Olivia DrakeNovember 2, 20114min
"The Energy Puzzle In More Than 140 Characters" and "The Future of Nuclear Power" are the topics of the Where on Earth are We Going Symposium Nov. 5.

On Nov. 5, two energy experts will speak during the annual “Where On Earth Are We Going?” symposium. The event is sponsored by the Robert Schumann Lecture Series in the Environmental Studies Program.

At 9 a.m., Lisa Margonelli, director of the Energy Policy Initiative at the New America Foundation in Washington D.C., will speak on “The Energy Revolution Will not be Tweetable: the Energy Puzzle in More than 140 Characters.” Margonelli is the publisher of The Energy Trap and blogs frequently at The Atlantic web site. Her book Oil On the Brain: Petroleum’s Long, Strange Trip to Your Tank follows the oil supply chain from the gas station to oil fields around the world.

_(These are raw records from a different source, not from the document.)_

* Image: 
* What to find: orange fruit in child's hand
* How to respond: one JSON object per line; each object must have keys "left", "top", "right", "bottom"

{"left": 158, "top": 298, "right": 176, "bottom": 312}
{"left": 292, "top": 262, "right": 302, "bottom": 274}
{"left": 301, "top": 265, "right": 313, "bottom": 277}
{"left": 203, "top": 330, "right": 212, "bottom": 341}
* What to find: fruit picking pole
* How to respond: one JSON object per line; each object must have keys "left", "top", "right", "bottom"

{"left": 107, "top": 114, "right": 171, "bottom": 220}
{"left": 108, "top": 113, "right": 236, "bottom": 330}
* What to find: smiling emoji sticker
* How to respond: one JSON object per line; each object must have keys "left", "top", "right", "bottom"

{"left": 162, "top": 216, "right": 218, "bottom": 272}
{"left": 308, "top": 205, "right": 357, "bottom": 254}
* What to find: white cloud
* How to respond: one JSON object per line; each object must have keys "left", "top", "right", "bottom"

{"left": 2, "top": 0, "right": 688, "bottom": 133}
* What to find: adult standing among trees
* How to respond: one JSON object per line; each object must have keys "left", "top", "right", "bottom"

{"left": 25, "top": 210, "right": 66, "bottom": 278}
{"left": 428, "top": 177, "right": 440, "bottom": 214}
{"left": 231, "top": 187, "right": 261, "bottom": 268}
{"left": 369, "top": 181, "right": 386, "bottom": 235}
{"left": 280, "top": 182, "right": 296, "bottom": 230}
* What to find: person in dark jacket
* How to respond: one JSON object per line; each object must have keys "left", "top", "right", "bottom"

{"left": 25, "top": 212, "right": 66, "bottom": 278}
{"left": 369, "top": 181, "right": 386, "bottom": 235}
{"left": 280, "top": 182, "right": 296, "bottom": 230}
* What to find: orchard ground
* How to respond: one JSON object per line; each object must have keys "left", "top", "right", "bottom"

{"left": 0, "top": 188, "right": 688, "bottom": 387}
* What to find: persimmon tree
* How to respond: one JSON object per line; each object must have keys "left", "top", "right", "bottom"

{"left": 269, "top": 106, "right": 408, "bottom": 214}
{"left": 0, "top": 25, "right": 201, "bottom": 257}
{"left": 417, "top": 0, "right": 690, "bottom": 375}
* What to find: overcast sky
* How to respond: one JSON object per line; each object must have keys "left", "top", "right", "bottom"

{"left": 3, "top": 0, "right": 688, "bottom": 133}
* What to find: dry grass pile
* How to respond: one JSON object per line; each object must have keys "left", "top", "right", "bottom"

Gas at $3.50 a gallon is expensive, but its environmental, economic, political and moral price is much higher, she says. Margonelli will offer a provocative tour of the true cost of gasoline – as bad for the citizens of the Middle East as it is for Americans -and then explain how we can change by looking at energy as a system and finding opportunities for mini revolutions in technology, policy and behavior.

At 10:30 a.m., Paul Gunter, a lead spokesperson in nuclear reactor hazards and security concerns, will speak on “The Future of Nuclear Power Following the Fukushima Disaster.”  Gunter acts as the regulatory watchdog over the U.S. Nuclear Regulatory Commission and the nuclear power industry. An environmental activist and energy policy analyst, he has been an ardent critic of atomic power development for more than 30 years.

Gunter will explain how the nuclear catastrophe is still widening around Japan’s Fukushima Dai-Ichi atomic power plant. The ongoing nuclear accident has created significant radioactive and political fallout in the midst of what industry had been touting as a  “nuclear renaissance” of new reactor development. He will address, “What are the consequences of the Fukushima nuclear accident?” and “How is it affecting energy policy here in the United States and globally?”